My contention has been that the Sri Lankan military is far too socialized and is tied up in myriads of kinship knots, and any attempt by the government to pit the military against the people will only backfire against the government. Another saving grace is in the proven incompetence of the government in any area of action, and a military action will be no exception. That does not mean the government will not try something stupid. Right now, the government seems to be running scared, out of ideas, and out of money, most importantly foreign exchange money.
It can barely muster $1.6 billion in foreign exchange to buy a month of imports. The loquacious Governor of the Central Bank is promising to beef up the reserve to $3 billion by year end. He had better, given the double dipping salary and pension benefits he has helped himself to after his re-appointment. But his assured sources for foreign funding are pathetic – SWAP facilities from Middle Eastern countries and South Asian neighbours. China is not in any mood to give, but only to demand, not to mention its sudden overtures in the North . Foreign exchange is only one of the government’s many worries. There are too many of them.

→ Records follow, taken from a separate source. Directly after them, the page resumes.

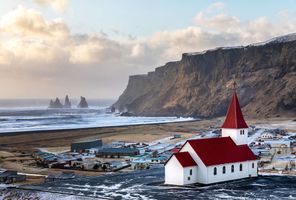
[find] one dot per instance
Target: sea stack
(83, 103)
(67, 102)
(55, 104)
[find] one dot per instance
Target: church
(213, 160)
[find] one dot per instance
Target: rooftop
(216, 151)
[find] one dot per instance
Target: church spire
(234, 117)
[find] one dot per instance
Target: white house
(213, 160)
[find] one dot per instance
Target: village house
(213, 160)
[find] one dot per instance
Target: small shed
(117, 152)
(60, 177)
(11, 177)
(81, 146)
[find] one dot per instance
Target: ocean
(18, 115)
(148, 184)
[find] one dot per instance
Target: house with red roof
(213, 160)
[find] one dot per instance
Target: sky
(89, 48)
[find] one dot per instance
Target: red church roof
(234, 117)
(184, 159)
(216, 151)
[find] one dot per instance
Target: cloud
(215, 7)
(28, 22)
(34, 50)
(59, 5)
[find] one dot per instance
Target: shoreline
(91, 128)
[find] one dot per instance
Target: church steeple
(234, 125)
(234, 117)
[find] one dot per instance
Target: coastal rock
(83, 103)
(200, 84)
(67, 102)
(55, 104)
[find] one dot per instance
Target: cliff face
(200, 84)
(83, 103)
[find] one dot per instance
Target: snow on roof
(234, 117)
(185, 159)
(216, 151)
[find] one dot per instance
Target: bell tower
(234, 124)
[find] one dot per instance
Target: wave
(57, 119)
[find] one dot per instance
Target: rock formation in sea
(200, 84)
(83, 103)
(67, 102)
(55, 104)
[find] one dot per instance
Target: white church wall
(190, 178)
(236, 135)
(174, 172)
(229, 175)
(201, 175)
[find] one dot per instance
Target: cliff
(200, 83)
(55, 104)
(83, 103)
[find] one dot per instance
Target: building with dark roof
(83, 145)
(117, 152)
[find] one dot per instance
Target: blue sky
(91, 47)
(144, 17)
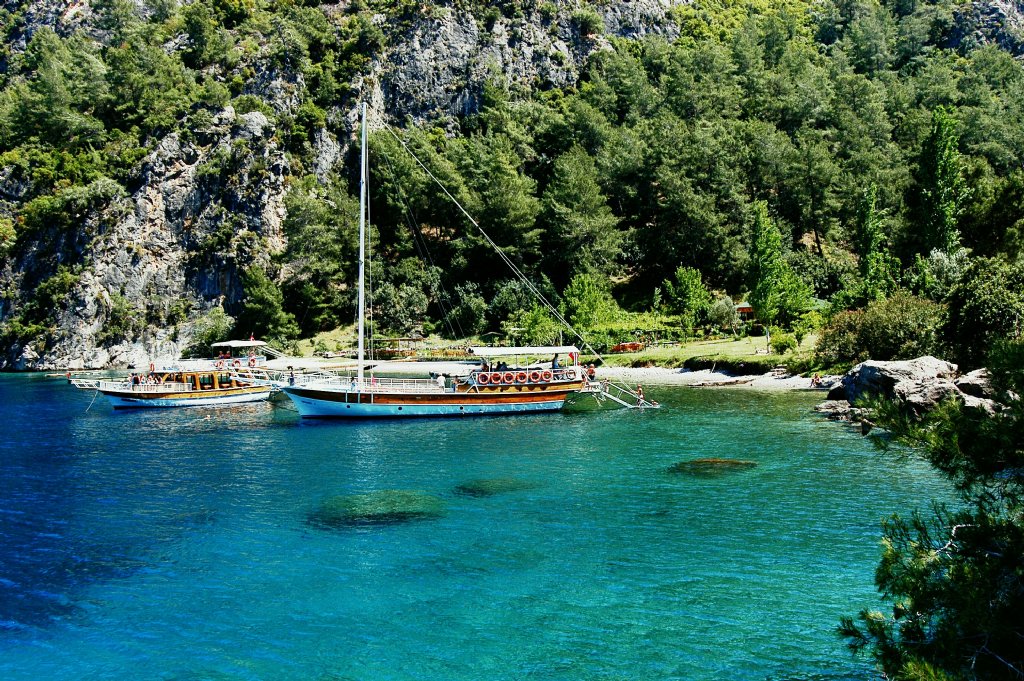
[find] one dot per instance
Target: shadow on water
(88, 495)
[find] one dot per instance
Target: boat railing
(221, 364)
(127, 386)
(556, 375)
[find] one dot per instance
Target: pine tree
(767, 266)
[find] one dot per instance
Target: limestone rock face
(440, 70)
(160, 250)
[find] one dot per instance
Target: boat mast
(363, 240)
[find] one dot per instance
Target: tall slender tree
(943, 188)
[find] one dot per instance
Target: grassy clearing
(748, 355)
(738, 355)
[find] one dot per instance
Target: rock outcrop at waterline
(152, 253)
(918, 384)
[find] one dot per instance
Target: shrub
(838, 343)
(588, 22)
(7, 237)
(781, 343)
(124, 321)
(212, 327)
(985, 306)
(901, 327)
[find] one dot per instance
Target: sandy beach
(630, 376)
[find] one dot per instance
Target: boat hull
(126, 399)
(317, 403)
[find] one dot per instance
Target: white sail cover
(530, 349)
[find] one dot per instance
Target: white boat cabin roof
(252, 343)
(530, 349)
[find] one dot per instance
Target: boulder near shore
(920, 384)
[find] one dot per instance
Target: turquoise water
(169, 545)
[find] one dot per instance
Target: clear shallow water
(169, 545)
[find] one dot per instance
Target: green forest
(853, 169)
(848, 166)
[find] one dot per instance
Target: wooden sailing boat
(524, 387)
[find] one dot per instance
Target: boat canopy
(530, 349)
(239, 344)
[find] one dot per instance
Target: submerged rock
(383, 507)
(712, 467)
(493, 485)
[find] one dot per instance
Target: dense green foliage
(955, 576)
(843, 154)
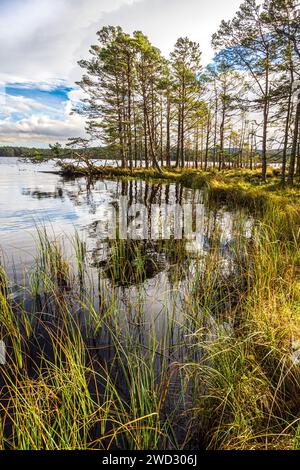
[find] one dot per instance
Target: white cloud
(44, 39)
(41, 128)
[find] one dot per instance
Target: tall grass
(206, 358)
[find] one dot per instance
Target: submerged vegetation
(220, 369)
(149, 344)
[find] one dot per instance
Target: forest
(240, 111)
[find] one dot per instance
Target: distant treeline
(104, 153)
(26, 152)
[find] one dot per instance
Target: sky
(42, 41)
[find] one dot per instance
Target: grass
(90, 365)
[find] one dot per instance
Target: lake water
(152, 308)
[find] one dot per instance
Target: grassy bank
(221, 372)
(234, 187)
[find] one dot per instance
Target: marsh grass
(89, 367)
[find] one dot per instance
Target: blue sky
(44, 39)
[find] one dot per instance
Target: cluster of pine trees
(162, 112)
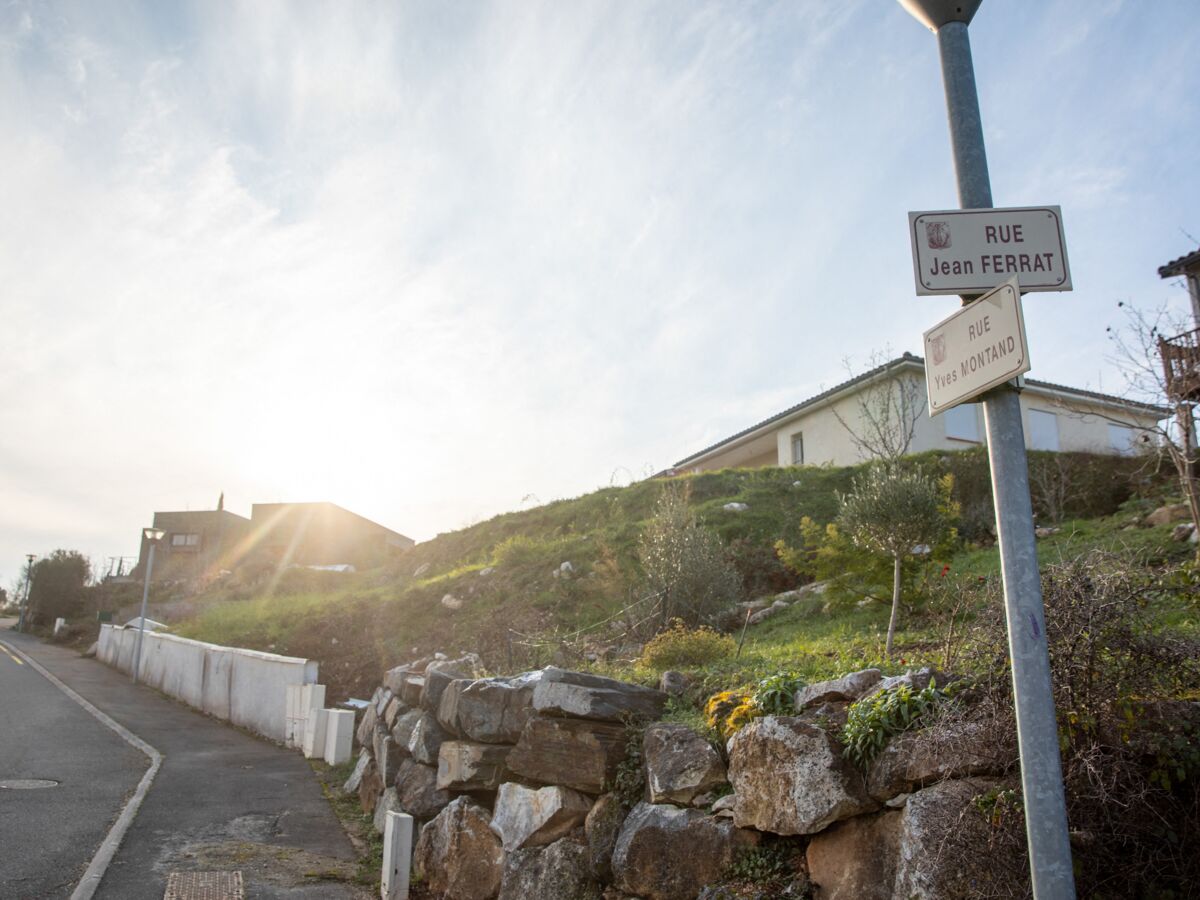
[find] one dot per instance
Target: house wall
(220, 534)
(1083, 425)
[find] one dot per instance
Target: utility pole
(1045, 810)
(29, 583)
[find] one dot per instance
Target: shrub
(58, 585)
(685, 567)
(775, 695)
(681, 647)
(891, 511)
(729, 711)
(760, 568)
(873, 721)
(1128, 738)
(515, 551)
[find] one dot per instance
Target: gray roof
(910, 359)
(1181, 265)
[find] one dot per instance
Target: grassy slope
(359, 624)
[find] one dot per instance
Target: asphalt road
(222, 799)
(48, 835)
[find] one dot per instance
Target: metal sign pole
(1045, 810)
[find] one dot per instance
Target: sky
(436, 262)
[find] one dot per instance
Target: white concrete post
(315, 730)
(397, 856)
(339, 736)
(294, 724)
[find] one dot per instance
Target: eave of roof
(1181, 265)
(906, 361)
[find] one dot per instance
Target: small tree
(894, 513)
(1138, 353)
(888, 407)
(58, 586)
(685, 565)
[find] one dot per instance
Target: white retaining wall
(246, 688)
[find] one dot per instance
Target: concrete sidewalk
(222, 801)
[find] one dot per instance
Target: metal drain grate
(204, 886)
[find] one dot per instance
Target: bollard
(339, 736)
(397, 856)
(315, 730)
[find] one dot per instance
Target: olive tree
(685, 565)
(58, 585)
(894, 513)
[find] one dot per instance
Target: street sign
(975, 349)
(967, 251)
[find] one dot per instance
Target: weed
(875, 720)
(775, 695)
(679, 647)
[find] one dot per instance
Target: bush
(873, 721)
(687, 571)
(681, 647)
(1127, 735)
(760, 568)
(729, 711)
(58, 586)
(775, 695)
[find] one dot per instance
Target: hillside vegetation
(503, 588)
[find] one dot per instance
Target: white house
(822, 429)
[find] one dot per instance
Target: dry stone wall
(510, 783)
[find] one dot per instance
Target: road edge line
(103, 856)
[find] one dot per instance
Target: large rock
(466, 766)
(525, 817)
(360, 767)
(411, 689)
(402, 731)
(426, 739)
(943, 849)
(856, 859)
(492, 711)
(365, 732)
(439, 673)
(573, 753)
(588, 696)
(601, 827)
(917, 759)
(916, 681)
(387, 756)
(417, 786)
(388, 802)
(850, 687)
(394, 711)
(558, 873)
(370, 787)
(679, 763)
(670, 853)
(1165, 515)
(459, 856)
(789, 777)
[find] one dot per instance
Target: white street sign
(975, 349)
(967, 251)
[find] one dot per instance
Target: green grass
(516, 616)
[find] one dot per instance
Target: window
(798, 449)
(963, 423)
(1123, 439)
(1043, 430)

So much so, the President seems to have taken the advice of whomsoever and prorogued parliament until 18 January in the New Year. Parliament was going to be on vacation till January 11 any way, and extending it by one more week by proroguing it did not make much sense to many people. Except for the government to bury its head in sand, ostrich wise. Speculations are that the government will use the interval to dissolve its bothersome parliamentary committees and get rid of their out-of-control Chairs. In addition, there could be a cabinet shuffle and some of the current Ministers are apparently not sure if they will be shuffled around or sacked altogether.
There is no Pieter Keuneman around in parliament to offer the old wisecrack that there is no point in shuffling a pack of jokers without any aces. The latest joke to come out of the current parliament is the purported action plan of the Ministry of the Environment to convert Sri Lanka’s parliament into a “Paperless Parliament.” Why not a speechless parliament? Should people be thankful that government leaders are unlimited in their resources to make them laugh? That might be the only positive Christmas note in the midst of misfiring cooking gas cylinders, soaring prices, and universal cuts of power, water and fertilizer.